In view of such uncontradicted facts, there can be no question that Rhoden's testimony comes within the provisions of section 1111 and section 31 of the Penal Code and that he was an accomplice as a matter of law. It is true that the court left the determination of the question of whether Rhoden was an accomplice to the jury and instructed them that if they determined him to be an accomplice, his testimony must be corroborated. Therefore, since the jury may have determined that Rhoden was not an accomplice and may therefore have concluded that his testimony sufficiently corroborated the testimony given by Ola Mae Kemp, the case against the defendants becomes one which presents a minimal evidentary framework in support of the judgment. Where, as here, the case is closely balanced and guilt has not been so clearly established so as to render it improbable that the harmful effect of the misconduct may have turned the scales against the accused, such misconduct has consistently been deemed grounds for reversal. (People v. Perez, 58 Cal.2d 229, 23 Cal.Rptr. 569, 373 P.2d 617; People v. Ford, 89 Cal.App.2d 467, 200 P.2d 867.)

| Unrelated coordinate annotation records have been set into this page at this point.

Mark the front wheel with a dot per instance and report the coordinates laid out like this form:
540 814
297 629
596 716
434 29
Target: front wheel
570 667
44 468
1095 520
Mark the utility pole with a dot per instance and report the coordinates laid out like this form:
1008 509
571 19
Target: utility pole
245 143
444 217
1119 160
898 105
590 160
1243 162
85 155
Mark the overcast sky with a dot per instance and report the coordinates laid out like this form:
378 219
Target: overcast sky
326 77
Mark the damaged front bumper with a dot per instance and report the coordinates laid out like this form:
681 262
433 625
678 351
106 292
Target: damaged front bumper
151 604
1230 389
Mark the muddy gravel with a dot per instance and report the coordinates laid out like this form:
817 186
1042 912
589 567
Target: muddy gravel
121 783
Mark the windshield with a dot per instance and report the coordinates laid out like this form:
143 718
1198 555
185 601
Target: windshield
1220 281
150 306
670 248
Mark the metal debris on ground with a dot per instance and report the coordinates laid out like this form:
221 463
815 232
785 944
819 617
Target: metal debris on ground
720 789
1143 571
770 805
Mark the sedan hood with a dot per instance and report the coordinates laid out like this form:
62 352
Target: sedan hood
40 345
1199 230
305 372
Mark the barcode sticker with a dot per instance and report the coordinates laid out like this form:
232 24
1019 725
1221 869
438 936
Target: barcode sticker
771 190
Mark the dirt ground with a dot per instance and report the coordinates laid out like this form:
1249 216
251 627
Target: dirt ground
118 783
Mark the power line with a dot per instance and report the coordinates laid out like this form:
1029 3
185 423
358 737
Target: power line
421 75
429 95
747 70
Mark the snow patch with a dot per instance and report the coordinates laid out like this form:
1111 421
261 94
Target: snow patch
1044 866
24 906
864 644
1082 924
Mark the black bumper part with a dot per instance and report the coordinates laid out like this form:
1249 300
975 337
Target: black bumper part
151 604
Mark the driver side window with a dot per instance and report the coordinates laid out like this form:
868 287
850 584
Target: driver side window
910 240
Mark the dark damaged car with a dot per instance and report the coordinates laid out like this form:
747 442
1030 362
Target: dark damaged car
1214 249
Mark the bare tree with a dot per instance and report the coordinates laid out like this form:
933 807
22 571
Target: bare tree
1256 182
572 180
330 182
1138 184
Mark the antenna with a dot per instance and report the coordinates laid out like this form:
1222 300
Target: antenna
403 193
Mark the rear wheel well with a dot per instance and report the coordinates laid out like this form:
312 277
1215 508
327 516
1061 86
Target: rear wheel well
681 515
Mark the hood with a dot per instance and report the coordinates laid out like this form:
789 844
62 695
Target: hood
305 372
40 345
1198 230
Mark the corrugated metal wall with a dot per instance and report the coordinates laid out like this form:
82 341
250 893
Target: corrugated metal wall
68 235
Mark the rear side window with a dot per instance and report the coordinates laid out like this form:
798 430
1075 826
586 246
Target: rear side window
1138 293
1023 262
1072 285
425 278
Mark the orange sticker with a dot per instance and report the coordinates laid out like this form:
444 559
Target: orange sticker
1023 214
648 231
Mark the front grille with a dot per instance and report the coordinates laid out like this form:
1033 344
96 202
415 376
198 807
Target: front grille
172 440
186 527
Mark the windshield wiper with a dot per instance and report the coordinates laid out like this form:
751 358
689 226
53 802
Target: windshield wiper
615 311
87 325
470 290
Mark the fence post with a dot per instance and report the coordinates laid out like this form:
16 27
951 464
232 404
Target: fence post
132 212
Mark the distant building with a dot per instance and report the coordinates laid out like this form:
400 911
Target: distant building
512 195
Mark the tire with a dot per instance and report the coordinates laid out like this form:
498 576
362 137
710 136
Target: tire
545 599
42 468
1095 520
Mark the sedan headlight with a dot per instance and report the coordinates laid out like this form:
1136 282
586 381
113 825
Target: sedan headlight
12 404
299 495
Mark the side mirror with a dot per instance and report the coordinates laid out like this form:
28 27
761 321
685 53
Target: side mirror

The course of conduct on the part of the district attorney was improper and peculiarly calculated to prejudice the substantial rights of the accused to that fair and impartial trial to which, whether innocent or guilty, they are entitled. It leaves this court in a position from the reading of the entire record where it must say that the errors and the misconduct of the district attorney resulted in a miscarriage of justice and that the interests of justice require that a new trial be had.
The judgment of conviction of violation of Penal Code section 470 of both defendants is reversed.
MOOR, Justice pro tem.
PIERCE, P. J., and FRIEDMAN, J., concur.